真剣に未来を共にしたい人が出来ました。大人となった今では
何も解らない年頃に出逢った、幻想の様に、若さを物足りなく
感じてしまう自分がいます。何も手がつかないくらい彼女を想い
出口のない妄想の中で彼女を大切に想っていました。

 

楽しいこともあったし、嫌な思いもしました。当時は
全てに全力で、ゆったりと今の幸せを感じることが出来ない
張りつめた感情をおし抱いていました。

 

ちょうどその頃、父が失業しており家の中も荒れていた事が
私にとっては、他者への引け目となっていました。
彼女の家にはお邪魔しても、自分の家には呼べない。
そう想っていました。当然貧しい生活を余儀なく受け止めて
おりましたが、やはり辛かった。 お金がないと家族は
仲良く出来ないのかと 想ってました。

そんなある日彼女の家で二人と彼女の母と三人で食事を
する機会があり、今でもありありと 覚えており
忘れられない会話があります。

 

『Kくん 人生で一番大事なものってなんだと思う?』

私: 経済力。お金が生活には大切だと思います。

『そっかー。

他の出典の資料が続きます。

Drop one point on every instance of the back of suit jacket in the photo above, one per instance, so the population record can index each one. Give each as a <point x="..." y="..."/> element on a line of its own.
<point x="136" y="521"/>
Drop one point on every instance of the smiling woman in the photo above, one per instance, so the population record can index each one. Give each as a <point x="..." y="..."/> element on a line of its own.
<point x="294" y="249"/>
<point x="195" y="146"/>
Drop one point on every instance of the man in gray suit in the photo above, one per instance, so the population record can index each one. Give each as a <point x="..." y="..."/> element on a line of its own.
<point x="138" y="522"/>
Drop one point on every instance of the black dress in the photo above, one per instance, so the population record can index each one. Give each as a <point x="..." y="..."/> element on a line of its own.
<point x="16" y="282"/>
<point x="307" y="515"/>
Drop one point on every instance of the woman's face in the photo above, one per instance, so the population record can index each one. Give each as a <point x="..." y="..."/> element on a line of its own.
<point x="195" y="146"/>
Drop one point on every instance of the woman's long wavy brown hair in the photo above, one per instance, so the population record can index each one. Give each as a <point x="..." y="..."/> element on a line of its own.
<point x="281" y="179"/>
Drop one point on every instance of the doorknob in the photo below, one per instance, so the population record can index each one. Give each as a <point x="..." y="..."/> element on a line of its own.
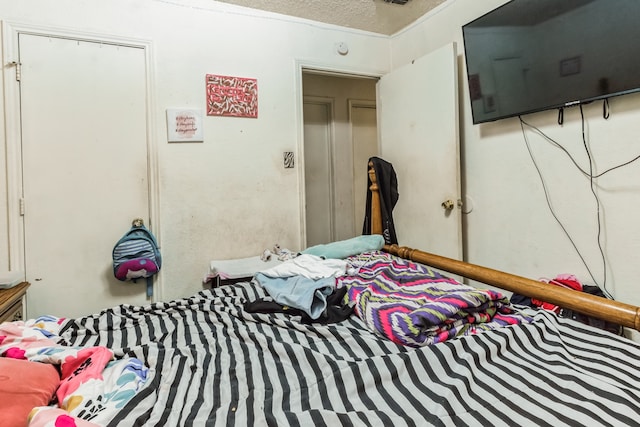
<point x="448" y="204"/>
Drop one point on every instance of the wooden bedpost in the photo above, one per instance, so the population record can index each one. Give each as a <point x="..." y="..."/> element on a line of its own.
<point x="602" y="308"/>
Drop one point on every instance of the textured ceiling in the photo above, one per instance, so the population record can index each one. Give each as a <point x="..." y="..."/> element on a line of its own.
<point x="376" y="16"/>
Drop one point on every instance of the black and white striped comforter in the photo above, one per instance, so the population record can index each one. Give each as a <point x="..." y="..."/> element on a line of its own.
<point x="214" y="364"/>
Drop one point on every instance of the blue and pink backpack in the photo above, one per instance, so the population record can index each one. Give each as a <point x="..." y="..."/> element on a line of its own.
<point x="137" y="255"/>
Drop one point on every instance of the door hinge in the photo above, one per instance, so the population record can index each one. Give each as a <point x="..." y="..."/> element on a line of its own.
<point x="18" y="66"/>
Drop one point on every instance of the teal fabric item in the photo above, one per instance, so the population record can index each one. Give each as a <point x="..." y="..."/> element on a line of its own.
<point x="345" y="248"/>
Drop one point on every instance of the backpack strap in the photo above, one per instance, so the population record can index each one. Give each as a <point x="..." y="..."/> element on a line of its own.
<point x="150" y="286"/>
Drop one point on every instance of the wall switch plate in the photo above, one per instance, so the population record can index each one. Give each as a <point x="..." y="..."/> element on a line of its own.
<point x="288" y="160"/>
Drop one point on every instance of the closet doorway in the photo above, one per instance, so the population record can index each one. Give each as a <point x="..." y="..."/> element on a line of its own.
<point x="340" y="135"/>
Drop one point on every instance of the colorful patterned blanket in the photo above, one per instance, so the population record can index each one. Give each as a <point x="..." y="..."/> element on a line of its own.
<point x="93" y="386"/>
<point x="414" y="305"/>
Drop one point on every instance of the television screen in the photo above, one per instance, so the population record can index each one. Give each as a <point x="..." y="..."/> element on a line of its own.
<point x="533" y="55"/>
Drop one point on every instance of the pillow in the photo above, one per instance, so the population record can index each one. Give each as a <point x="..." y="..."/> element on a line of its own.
<point x="23" y="386"/>
<point x="345" y="248"/>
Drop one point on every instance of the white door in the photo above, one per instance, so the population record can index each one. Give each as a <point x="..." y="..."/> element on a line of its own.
<point x="85" y="169"/>
<point x="418" y="125"/>
<point x="318" y="172"/>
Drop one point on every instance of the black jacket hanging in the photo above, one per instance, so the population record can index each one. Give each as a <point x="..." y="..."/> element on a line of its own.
<point x="388" y="190"/>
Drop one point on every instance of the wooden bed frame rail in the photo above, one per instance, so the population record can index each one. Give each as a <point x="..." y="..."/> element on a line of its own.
<point x="602" y="308"/>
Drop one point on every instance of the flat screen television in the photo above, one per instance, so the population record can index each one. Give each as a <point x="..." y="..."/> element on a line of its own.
<point x="533" y="55"/>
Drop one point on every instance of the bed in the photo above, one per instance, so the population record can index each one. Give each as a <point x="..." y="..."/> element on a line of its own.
<point x="214" y="359"/>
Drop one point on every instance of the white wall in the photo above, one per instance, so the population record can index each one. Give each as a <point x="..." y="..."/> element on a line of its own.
<point x="510" y="226"/>
<point x="229" y="196"/>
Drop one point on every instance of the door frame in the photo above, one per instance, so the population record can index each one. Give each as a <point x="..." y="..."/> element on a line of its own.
<point x="329" y="104"/>
<point x="13" y="143"/>
<point x="352" y="104"/>
<point x="301" y="67"/>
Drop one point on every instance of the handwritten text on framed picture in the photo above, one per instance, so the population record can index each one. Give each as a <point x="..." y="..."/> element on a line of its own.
<point x="184" y="125"/>
<point x="232" y="96"/>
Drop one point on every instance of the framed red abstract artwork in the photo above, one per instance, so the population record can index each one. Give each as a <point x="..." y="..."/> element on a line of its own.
<point x="232" y="96"/>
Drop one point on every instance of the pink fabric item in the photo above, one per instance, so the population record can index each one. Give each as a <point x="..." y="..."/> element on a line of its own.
<point x="88" y="364"/>
<point x="568" y="281"/>
<point x="136" y="268"/>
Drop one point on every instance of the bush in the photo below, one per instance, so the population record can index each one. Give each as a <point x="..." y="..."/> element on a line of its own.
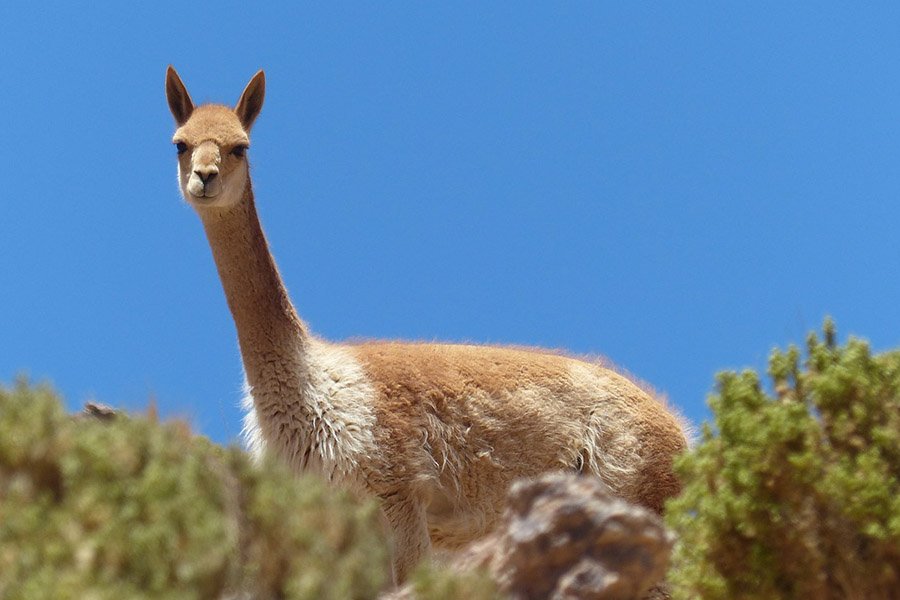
<point x="795" y="493"/>
<point x="135" y="509"/>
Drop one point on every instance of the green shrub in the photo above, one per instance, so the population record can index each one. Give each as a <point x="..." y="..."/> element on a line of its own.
<point x="795" y="493"/>
<point x="135" y="509"/>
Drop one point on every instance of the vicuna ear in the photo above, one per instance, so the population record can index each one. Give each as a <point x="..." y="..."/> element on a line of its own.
<point x="250" y="104"/>
<point x="180" y="102"/>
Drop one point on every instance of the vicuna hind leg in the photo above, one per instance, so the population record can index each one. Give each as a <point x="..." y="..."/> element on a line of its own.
<point x="406" y="517"/>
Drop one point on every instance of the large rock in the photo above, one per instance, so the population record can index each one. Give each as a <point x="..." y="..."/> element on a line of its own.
<point x="568" y="536"/>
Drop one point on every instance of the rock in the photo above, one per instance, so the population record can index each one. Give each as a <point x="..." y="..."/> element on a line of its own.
<point x="567" y="536"/>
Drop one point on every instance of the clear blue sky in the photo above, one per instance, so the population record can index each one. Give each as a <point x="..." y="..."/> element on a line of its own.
<point x="679" y="188"/>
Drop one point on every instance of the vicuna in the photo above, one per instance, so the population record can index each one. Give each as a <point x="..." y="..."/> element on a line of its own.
<point x="437" y="432"/>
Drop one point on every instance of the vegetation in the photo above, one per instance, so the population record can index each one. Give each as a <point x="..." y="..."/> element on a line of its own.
<point x="792" y="492"/>
<point x="135" y="509"/>
<point x="795" y="493"/>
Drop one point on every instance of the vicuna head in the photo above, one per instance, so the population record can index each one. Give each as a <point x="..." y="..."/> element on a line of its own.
<point x="212" y="142"/>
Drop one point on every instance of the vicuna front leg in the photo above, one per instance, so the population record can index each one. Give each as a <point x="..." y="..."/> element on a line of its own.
<point x="406" y="517"/>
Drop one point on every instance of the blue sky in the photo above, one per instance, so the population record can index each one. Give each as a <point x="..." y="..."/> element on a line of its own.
<point x="677" y="187"/>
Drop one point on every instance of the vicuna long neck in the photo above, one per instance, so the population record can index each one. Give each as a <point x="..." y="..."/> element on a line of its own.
<point x="270" y="333"/>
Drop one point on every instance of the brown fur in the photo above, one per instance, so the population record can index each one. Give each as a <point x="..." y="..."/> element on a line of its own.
<point x="437" y="432"/>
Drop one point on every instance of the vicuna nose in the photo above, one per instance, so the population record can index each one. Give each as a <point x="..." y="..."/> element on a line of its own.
<point x="206" y="175"/>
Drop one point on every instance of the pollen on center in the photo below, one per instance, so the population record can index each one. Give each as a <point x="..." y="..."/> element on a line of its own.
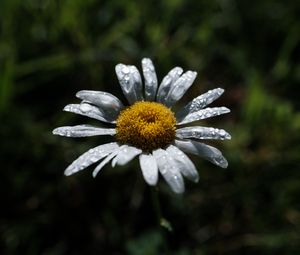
<point x="146" y="125"/>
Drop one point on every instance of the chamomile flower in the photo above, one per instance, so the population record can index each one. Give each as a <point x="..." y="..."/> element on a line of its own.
<point x="148" y="128"/>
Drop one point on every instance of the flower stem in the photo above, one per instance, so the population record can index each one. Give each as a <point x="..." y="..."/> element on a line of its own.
<point x="163" y="223"/>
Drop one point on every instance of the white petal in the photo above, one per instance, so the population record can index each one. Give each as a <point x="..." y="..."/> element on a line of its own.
<point x="88" y="110"/>
<point x="108" y="103"/>
<point x="200" y="149"/>
<point x="90" y="157"/>
<point x="131" y="82"/>
<point x="203" y="114"/>
<point x="180" y="87"/>
<point x="169" y="170"/>
<point x="185" y="165"/>
<point x="167" y="82"/>
<point x="149" y="168"/>
<point x="197" y="132"/>
<point x="83" y="131"/>
<point x="125" y="154"/>
<point x="199" y="103"/>
<point x="150" y="79"/>
<point x="105" y="161"/>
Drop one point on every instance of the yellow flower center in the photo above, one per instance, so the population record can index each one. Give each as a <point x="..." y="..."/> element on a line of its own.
<point x="146" y="125"/>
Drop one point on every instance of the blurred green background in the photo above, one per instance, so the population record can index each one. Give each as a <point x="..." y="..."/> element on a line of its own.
<point x="51" y="49"/>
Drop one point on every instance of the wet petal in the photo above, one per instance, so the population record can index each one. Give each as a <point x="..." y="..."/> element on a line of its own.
<point x="184" y="164"/>
<point x="83" y="131"/>
<point x="105" y="161"/>
<point x="169" y="170"/>
<point x="200" y="149"/>
<point x="131" y="82"/>
<point x="149" y="168"/>
<point x="199" y="103"/>
<point x="167" y="82"/>
<point x="90" y="157"/>
<point x="126" y="154"/>
<point x="203" y="114"/>
<point x="150" y="79"/>
<point x="179" y="88"/>
<point x="108" y="103"/>
<point x="88" y="110"/>
<point x="202" y="133"/>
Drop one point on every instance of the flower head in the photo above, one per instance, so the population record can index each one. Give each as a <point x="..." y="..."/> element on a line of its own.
<point x="148" y="128"/>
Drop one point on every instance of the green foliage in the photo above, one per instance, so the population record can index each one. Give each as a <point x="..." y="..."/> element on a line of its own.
<point x="51" y="49"/>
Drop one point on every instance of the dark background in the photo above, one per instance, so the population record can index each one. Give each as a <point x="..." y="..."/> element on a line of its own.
<point x="51" y="49"/>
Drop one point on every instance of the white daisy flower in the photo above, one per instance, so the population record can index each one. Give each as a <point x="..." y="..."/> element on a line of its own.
<point x="148" y="128"/>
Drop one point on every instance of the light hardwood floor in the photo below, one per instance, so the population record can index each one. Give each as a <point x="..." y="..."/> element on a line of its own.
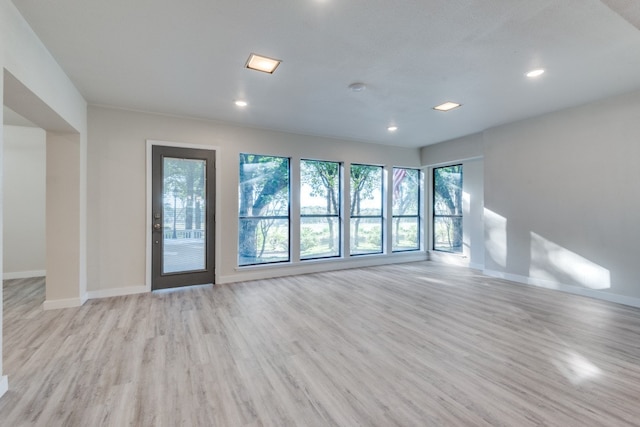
<point x="413" y="345"/>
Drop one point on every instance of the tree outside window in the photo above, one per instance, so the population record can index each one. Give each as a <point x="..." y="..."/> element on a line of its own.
<point x="263" y="195"/>
<point x="447" y="208"/>
<point x="406" y="210"/>
<point x="366" y="209"/>
<point x="319" y="209"/>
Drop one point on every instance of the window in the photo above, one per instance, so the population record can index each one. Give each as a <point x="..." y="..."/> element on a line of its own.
<point x="319" y="209"/>
<point x="447" y="208"/>
<point x="366" y="209"/>
<point x="406" y="210"/>
<point x="263" y="193"/>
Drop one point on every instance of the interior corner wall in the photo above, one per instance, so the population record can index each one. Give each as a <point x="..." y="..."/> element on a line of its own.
<point x="36" y="87"/>
<point x="562" y="199"/>
<point x="24" y="167"/>
<point x="63" y="217"/>
<point x="4" y="383"/>
<point x="117" y="188"/>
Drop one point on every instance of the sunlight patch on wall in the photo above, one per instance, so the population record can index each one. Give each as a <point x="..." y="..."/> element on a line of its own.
<point x="496" y="237"/>
<point x="550" y="261"/>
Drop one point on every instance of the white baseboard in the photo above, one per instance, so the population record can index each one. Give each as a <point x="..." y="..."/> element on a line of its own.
<point x="4" y="385"/>
<point x="572" y="289"/>
<point x="318" y="266"/>
<point x="63" y="303"/>
<point x="24" y="274"/>
<point x="449" y="258"/>
<point x="116" y="292"/>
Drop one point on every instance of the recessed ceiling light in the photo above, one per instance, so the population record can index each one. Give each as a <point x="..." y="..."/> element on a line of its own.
<point x="262" y="63"/>
<point x="535" y="73"/>
<point x="357" y="87"/>
<point x="446" y="106"/>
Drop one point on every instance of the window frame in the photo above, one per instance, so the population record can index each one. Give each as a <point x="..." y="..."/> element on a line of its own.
<point x="380" y="217"/>
<point x="417" y="216"/>
<point x="337" y="215"/>
<point x="263" y="217"/>
<point x="434" y="216"/>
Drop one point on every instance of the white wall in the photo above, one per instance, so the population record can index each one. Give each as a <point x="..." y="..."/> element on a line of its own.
<point x="24" y="168"/>
<point x="34" y="86"/>
<point x="562" y="199"/>
<point x="117" y="188"/>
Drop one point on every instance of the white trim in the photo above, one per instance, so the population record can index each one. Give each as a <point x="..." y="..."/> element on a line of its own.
<point x="4" y="385"/>
<point x="572" y="289"/>
<point x="258" y="272"/>
<point x="116" y="292"/>
<point x="217" y="243"/>
<point x="63" y="303"/>
<point x="24" y="274"/>
<point x="452" y="162"/>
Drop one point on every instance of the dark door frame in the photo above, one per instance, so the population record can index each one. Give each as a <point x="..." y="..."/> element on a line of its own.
<point x="149" y="207"/>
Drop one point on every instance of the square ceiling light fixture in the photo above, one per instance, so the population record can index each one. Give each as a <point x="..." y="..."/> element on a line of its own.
<point x="446" y="106"/>
<point x="262" y="63"/>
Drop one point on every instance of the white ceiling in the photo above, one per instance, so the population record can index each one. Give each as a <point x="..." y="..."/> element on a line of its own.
<point x="187" y="58"/>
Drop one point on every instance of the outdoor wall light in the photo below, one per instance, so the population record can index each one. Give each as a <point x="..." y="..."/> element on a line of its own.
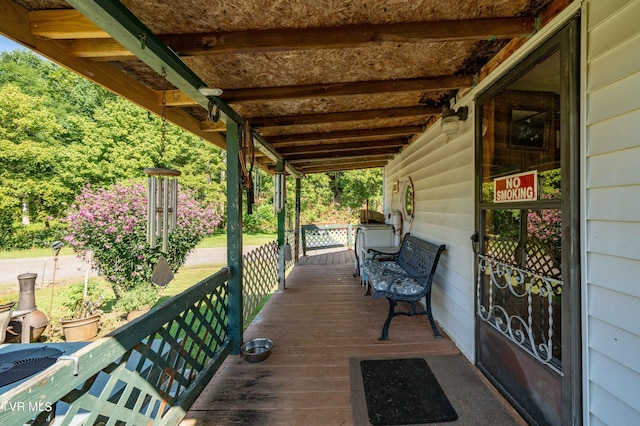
<point x="451" y="120"/>
<point x="210" y="91"/>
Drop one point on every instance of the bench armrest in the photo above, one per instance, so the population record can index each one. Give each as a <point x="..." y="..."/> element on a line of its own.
<point x="394" y="275"/>
<point x="377" y="253"/>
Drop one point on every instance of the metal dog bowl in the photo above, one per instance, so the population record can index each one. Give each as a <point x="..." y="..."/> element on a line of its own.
<point x="257" y="350"/>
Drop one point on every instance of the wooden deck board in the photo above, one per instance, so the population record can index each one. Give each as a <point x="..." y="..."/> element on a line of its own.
<point x="320" y="321"/>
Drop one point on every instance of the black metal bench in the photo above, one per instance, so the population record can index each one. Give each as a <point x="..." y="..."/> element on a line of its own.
<point x="408" y="277"/>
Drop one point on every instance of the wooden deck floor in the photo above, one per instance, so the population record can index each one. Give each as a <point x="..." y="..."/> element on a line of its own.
<point x="316" y="324"/>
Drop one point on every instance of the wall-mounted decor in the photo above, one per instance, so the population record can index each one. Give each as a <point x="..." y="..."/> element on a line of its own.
<point x="409" y="199"/>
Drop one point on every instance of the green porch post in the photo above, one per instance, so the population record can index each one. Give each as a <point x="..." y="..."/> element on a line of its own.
<point x="234" y="237"/>
<point x="282" y="227"/>
<point x="297" y="230"/>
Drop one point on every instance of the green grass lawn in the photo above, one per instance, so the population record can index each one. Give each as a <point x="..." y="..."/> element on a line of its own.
<point x="213" y="241"/>
<point x="50" y="300"/>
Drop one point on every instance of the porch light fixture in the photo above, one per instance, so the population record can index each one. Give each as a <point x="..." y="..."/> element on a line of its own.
<point x="450" y="122"/>
<point x="210" y="91"/>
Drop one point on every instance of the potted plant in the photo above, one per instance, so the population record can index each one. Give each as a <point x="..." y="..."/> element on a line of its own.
<point x="83" y="307"/>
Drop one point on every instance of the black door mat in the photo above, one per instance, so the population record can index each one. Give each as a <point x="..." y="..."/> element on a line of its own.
<point x="403" y="392"/>
<point x="472" y="398"/>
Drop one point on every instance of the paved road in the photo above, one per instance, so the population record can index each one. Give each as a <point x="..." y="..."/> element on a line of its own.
<point x="70" y="267"/>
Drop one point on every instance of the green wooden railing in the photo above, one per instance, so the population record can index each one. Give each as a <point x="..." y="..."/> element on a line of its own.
<point x="316" y="237"/>
<point x="150" y="370"/>
<point x="146" y="372"/>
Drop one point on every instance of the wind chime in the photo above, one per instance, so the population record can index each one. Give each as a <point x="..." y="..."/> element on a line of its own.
<point x="162" y="191"/>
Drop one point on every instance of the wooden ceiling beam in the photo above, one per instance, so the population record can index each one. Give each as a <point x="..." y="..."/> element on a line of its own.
<point x="63" y="24"/>
<point x="15" y="22"/>
<point x="70" y="24"/>
<point x="328" y="147"/>
<point x="342" y="166"/>
<point x="420" y="113"/>
<point x="277" y="40"/>
<point x="310" y="91"/>
<point x="352" y="159"/>
<point x="344" y="135"/>
<point x="338" y="153"/>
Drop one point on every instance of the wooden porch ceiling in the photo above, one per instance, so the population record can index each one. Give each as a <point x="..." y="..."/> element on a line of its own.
<point x="326" y="86"/>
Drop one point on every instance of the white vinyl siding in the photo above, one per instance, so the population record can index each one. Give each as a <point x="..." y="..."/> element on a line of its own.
<point x="443" y="174"/>
<point x="612" y="212"/>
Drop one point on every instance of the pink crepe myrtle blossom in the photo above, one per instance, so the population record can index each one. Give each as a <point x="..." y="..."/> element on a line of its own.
<point x="110" y="223"/>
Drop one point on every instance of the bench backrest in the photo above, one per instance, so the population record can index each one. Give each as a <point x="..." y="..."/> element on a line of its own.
<point x="419" y="258"/>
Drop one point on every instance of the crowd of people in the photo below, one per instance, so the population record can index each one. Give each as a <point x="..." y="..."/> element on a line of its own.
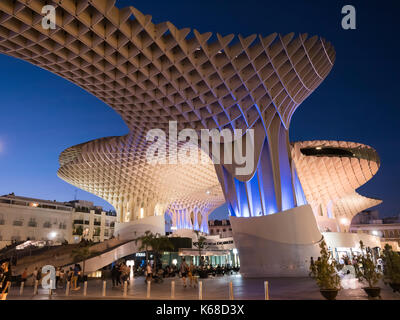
<point x="120" y="273"/>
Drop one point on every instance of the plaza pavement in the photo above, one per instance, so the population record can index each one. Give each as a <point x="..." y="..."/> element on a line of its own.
<point x="213" y="289"/>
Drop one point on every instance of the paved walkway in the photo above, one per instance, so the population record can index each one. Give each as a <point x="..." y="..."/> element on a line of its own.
<point x="213" y="289"/>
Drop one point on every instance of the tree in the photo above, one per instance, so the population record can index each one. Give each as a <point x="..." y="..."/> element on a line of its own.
<point x="145" y="243"/>
<point x="201" y="245"/>
<point x="81" y="254"/>
<point x="156" y="242"/>
<point x="324" y="270"/>
<point x="391" y="260"/>
<point x="159" y="244"/>
<point x="365" y="267"/>
<point x="78" y="230"/>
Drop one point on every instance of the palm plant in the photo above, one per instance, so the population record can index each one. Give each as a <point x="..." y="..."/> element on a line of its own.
<point x="146" y="243"/>
<point x="81" y="254"/>
<point x="365" y="268"/>
<point x="201" y="245"/>
<point x="159" y="244"/>
<point x="324" y="270"/>
<point x="391" y="271"/>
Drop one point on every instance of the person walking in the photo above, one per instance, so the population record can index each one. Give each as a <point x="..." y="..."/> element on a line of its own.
<point x="114" y="275"/>
<point x="192" y="277"/>
<point x="184" y="268"/>
<point x="24" y="276"/>
<point x="75" y="277"/>
<point x="62" y="277"/>
<point x="149" y="272"/>
<point x="5" y="280"/>
<point x="57" y="276"/>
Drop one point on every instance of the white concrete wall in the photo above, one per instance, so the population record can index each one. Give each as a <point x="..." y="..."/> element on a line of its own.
<point x="133" y="229"/>
<point x="277" y="245"/>
<point x="350" y="240"/>
<point x="9" y="213"/>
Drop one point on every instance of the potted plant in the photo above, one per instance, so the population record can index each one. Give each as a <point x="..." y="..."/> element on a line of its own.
<point x="201" y="245"/>
<point x="324" y="272"/>
<point x="391" y="269"/>
<point x="366" y="271"/>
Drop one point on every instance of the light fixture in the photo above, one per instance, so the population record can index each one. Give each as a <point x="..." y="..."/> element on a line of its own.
<point x="52" y="235"/>
<point x="344" y="221"/>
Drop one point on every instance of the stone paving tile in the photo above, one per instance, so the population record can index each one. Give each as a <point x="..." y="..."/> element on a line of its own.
<point x="213" y="289"/>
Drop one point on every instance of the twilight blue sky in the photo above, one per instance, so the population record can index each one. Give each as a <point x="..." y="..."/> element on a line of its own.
<point x="42" y="114"/>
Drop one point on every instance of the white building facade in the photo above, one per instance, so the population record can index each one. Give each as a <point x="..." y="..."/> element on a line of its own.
<point x="23" y="218"/>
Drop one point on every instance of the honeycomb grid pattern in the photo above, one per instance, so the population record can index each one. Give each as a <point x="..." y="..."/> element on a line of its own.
<point x="333" y="180"/>
<point x="154" y="73"/>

でもね お仕事や勉強をしようっていう気持ちは
どんな自分になりたいかって気持ちが大切だと思うの。
将来こういう自分になりたいってことなの。
夢があればね、人はいきていけるのよ。』

 

その時 私は目が潤んでしまいました。

こぼれない様に トイレに立ちましたが衝撃的でした。

我が家にはお金がない。
進路も経済的におぼつかない。お金のため働きたいと
おぼろげながら 進路を考えていました。具体的には
郵便局の国家公務員試験を。

そんな気付きを得て、コンピュータの専門学校を目指すことに
なったのですが、幸にも奨学金を受けれることになり
望洋としたものだが、明日につながる地続きの道を
見出した様な気になりました。

 

完全なる親の庇護からの脱却と言うには疎かではあったが、
半歩外に出た気がしました。 この時から おぼろげながら
自分の生きていく道を、ボンヤリと意識し始めた様に思います。